Con la medesima espressione loquace, che nei soliti momenti noiosi si ritrovava ad assumere quasi con irriflessione, analizzava atono tutto ciò che lo circondasse, come se in realtà niente che lo attorniasse lo catturasse particolarmente.
Solo adesso si ritrovava a riflettere con attenzione su come fosse finito in quel luogo, per quale mera ragione avesse accettato di andare ad un’allegra scampagnata con l’essere più idiota che popolava quella sconfinata landa di stupidi erbivori.
Uno di quei tipici momenti in cui avrebbe preferito trasferirlo con le sue stesse mani tre metri sotto terra.
Riteneva sciocco quel suo insensato sorriso eternamente smagliante, quell’accento straniero che lo rendeva un dislessico e, soprattutto, lui in particolare.
Lo odiava perché gli risultava inconcepibile sapere che uno stolto erbivoro potesse superarlo, da arrivare ad essere anche il suo maestro era al di fuori di ogni sua benché minima aspettativa.

 
- Ehilà, Kyoya. -  
Una mano calda si posò amichevolmente sopra la spalla di Hibari, inducendolo ad incenerire con un’occhiata truce il suo possessore. Le labbra del biondo erano stilizzate in un ampio e beffardo sorriso che bastò ad aumentare vertiginosamente l’istinto omicida che serbava amorevolmente nei suoi confronti.

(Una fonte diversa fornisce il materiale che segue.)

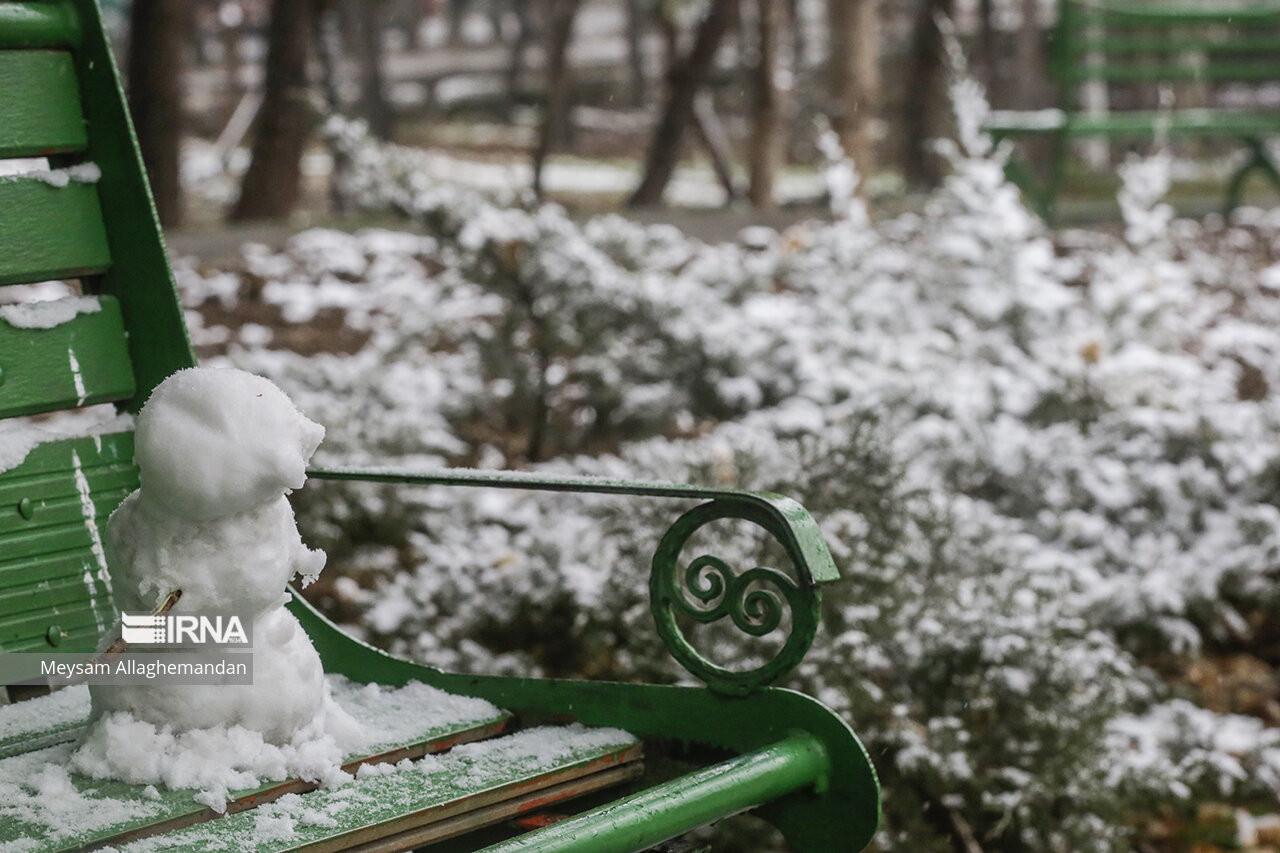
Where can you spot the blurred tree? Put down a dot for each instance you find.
(638, 16)
(273, 181)
(924, 109)
(525, 35)
(685, 77)
(855, 83)
(767, 142)
(364, 23)
(556, 131)
(159, 31)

- Cosa ci fai qui, erbivoro? – domandò, scrollandosi seccamente le dita del ragazzo che fino a pochi secondi prima lo stringevano con possessività.
Il capo di Dino dondolò appena, come se fosse stato colto dall’idea più geniale che avesse avuto sino ad ora.

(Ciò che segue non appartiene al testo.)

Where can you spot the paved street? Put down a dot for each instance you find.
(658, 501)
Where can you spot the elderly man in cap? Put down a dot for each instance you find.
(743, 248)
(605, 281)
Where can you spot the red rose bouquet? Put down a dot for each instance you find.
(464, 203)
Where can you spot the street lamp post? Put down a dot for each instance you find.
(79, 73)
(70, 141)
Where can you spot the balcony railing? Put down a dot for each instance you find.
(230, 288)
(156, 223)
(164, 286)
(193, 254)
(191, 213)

Tuttavia, non si lasciò scoraggiare dalla riluttante freddezza che lo sguardo polverizzante di Kyoya gli mostrò. – Ho intenzione di concederti un re-match… - accennò, questa volta passandogli l’intero braccio intorno al collo.
Il corvino socchiuse le palpebre, apparentemente incuriosito dall’idiozia di quel cervello.

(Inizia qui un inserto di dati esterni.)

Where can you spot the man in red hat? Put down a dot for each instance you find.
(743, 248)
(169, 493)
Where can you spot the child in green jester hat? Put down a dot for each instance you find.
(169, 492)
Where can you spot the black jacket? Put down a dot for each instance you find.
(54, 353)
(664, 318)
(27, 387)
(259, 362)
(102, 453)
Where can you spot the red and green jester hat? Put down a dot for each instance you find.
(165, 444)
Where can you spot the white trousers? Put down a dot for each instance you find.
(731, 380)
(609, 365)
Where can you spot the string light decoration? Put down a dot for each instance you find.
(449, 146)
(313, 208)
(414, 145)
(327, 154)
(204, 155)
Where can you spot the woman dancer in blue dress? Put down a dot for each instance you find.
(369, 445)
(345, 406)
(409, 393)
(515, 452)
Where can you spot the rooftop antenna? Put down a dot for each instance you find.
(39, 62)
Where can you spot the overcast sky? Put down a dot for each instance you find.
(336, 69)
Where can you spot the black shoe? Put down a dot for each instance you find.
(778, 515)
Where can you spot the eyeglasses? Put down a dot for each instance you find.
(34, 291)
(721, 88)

La lingua del Boss dei Cavallone schioccò sonoramente, felice di aver raggiunto almeno parte del suo obiettivo. – Ma ad una condizione. – ancora una volta quel sorriso canzonatore gli regalò l’input giusto per pestarlo a morte.
- Dovrai venire con me. –
Un paio di iridi glaciali si spalancarono.
- In Italia. –
Poi, un semplice scatto felino gli bastò per imbracciare i tonfa e sbranarlo a morte.

 
Eppure, non era ancora riuscito a realizzare una ragione valida che lo avesse miracolosamente costretto ad alzarsi dal divano della Reception e raggiungere un’ameba dal quoziente intellettivo di un bradipo.
Lo aveva rifiutato con un no secco, spedendolo a calci fuori dalla scuola e offrendogli la forma delle sue splendide armi su entrambe le guance.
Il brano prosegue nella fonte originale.